Project Summary/Abstract
A long-held tenet of molecular pharmacology is that the plasma membrane is the sole site of action of external
cues, such as peptide hormones and biogenic amines, which cannot cross this barrier. The centerpiece of this
proposal emerges from my discoveries that a set of receptors long considered to only signal from the plasma
membrane, also signal from subcellular membrane compartments. This compartmentalization of signaling
challenges some of the basic paradigms of signaling regulation. While the existing data already shows that
compartmentalized signaling is a general feature of many membrane receptors, the focus of this proposal is on
β-adrenergic receptors (βARs) class of G Protein Coupled Receptors (GPCRs). βARs control the strength and
frequency of cardiac contraction and disturbances in βAR signaling underlie hypertension and heart failure.
βARs have served as a prototypical receptor whose sites of action are limited to plasma membrane and
removal of the receptors from the plasma membrane has been generally viewed as the mechanism by which
signaling is terminated. Combining sophisticated imaging platforms with conformational biosensor that I
developed, I directly probed activation of βAR and its cognate Gs protein. I discovered that active βAR-Gαs
complex is not restricted to the plasma membrane but is also actively signals at subcellular membrane
compartments such as endosomes and the Golgi. I further showed that impermeable hormones such as
epinephrine/norepinephrine can reach the Golgi membranes through a mechanism facilitated by an organic
cation transporter (OCT3). These findings have uncovered an entirely new regulatory component to βAR
signaling, namely intracellular, compartmentalized signaling. My long-term goal is to broadly understand the
functional consequence of compartmentalized signaling as a way of integrating cell biology and signaling with
physiology and pathophysiology. To facilitate this process, my laboratory will focus on βAR signaling from
subcellular membrane compartment in regulating cardiac functions. In this proposal we plan to: 1) Elucidate
the molecular and cellular consequences of βAR compartmentalized signaling in mouse-derived
cardiomyocytes, 2) Elucidate the mechanism of activation and inactivation of βARs at different internal
membrane compartments 3) Elucidate the role of compartmentalized signaling in regulating cardiac outputs in
zebrafish.
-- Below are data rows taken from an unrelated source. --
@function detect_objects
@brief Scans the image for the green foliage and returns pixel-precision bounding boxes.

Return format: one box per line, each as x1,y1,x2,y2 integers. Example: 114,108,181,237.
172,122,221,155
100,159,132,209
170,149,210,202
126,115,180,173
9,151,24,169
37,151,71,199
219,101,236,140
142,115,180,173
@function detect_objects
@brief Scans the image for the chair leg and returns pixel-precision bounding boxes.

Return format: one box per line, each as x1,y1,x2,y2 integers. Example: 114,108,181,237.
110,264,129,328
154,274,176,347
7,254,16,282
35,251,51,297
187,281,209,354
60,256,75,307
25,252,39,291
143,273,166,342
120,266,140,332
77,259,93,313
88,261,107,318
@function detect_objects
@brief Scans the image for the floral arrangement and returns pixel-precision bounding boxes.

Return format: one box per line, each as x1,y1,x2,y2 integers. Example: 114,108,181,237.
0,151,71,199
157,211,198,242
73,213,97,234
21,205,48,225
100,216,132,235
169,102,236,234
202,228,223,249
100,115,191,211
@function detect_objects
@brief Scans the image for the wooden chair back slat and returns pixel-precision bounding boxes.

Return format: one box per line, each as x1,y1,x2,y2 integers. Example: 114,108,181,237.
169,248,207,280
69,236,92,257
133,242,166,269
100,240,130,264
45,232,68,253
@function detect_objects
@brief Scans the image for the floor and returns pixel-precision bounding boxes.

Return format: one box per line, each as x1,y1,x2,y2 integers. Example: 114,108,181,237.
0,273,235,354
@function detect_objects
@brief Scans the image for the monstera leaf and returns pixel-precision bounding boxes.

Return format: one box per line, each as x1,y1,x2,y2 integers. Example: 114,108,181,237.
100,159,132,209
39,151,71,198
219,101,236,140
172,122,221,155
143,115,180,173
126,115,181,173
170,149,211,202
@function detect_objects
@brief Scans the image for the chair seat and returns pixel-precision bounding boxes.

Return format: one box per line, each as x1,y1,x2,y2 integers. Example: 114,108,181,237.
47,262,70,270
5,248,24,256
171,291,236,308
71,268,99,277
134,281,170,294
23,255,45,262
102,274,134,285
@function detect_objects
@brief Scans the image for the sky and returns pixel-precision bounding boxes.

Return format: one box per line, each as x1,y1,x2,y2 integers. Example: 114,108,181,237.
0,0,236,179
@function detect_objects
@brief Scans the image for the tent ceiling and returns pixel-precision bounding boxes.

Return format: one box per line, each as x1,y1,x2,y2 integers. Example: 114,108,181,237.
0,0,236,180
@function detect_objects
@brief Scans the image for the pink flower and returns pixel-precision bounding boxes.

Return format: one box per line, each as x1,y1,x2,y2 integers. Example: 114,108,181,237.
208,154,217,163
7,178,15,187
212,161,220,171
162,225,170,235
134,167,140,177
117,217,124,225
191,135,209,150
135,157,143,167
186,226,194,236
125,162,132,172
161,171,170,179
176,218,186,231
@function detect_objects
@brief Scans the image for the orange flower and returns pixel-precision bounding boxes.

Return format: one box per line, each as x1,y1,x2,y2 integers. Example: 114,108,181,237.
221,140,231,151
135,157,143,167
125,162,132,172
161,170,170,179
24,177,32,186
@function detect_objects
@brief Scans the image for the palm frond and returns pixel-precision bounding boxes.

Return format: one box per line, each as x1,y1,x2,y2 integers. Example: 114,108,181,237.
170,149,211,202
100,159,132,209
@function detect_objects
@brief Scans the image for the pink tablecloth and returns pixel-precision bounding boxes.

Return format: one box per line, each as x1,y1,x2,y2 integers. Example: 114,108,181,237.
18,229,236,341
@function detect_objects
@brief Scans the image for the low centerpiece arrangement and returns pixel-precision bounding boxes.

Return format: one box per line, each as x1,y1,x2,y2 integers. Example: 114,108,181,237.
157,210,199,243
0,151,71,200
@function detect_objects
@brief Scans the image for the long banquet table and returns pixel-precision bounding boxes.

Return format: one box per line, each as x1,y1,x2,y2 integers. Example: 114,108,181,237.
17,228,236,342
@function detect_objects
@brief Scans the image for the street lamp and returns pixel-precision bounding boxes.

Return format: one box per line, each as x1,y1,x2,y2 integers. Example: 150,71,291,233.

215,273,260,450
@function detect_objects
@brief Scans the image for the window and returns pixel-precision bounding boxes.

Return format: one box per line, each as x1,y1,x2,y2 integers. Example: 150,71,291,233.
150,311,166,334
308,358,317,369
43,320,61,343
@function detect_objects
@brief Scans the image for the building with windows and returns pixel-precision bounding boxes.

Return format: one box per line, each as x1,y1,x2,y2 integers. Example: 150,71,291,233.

We have developed new tools, using nanobodies, to disrupt receptor/G protein coupling at specific
membrane locations and are combining them with an optogenetic approach to inhibit compartmentalized βARs
signaling in a dose dependent and reversible manner. Currently, GPCRs are among the most heavily sought
after drug targets. Most of these efforts fail to consider that receptor manipulation at different subcellular
compartments can cause vastly different outcomes, a notion that is already hinted at by our preliminary
studies. Thus, our efforts...

## Key facts

- **NIH application ID:** 9996729
- **Project number:** 5R35GM133521-02
- **Recipient organization:** UNIVERSITY OF CALIFORNIA, SAN FRANCISCO
- **Principal Investigator:** Roshanak Irannejad
- **Activity code:** R35 (R01, R21, SBIR, etc.)
- **Funding institute:** NIH
- **Fiscal year:** 2020
- **Award amount:** $403,750
- **Award type:** 5
- **Project period:** 2019-09-01 → 2024-06-30

## Primary source

NIH RePORTER: https://reporter.nih.gov/project-details/9996729

## Citation

> US National Institutes of Health, RePORTER application 9996729, INVESTIGATION OF A NEWLY DISCOVERED ORGANELLE-BASED SIGNALING PARADIGM (5R35GM133521-02). Retrieved via AI Analytics 2026-05-22 from https://api.ai-analytics.org/grant/nih/9996729. Licensed CC0.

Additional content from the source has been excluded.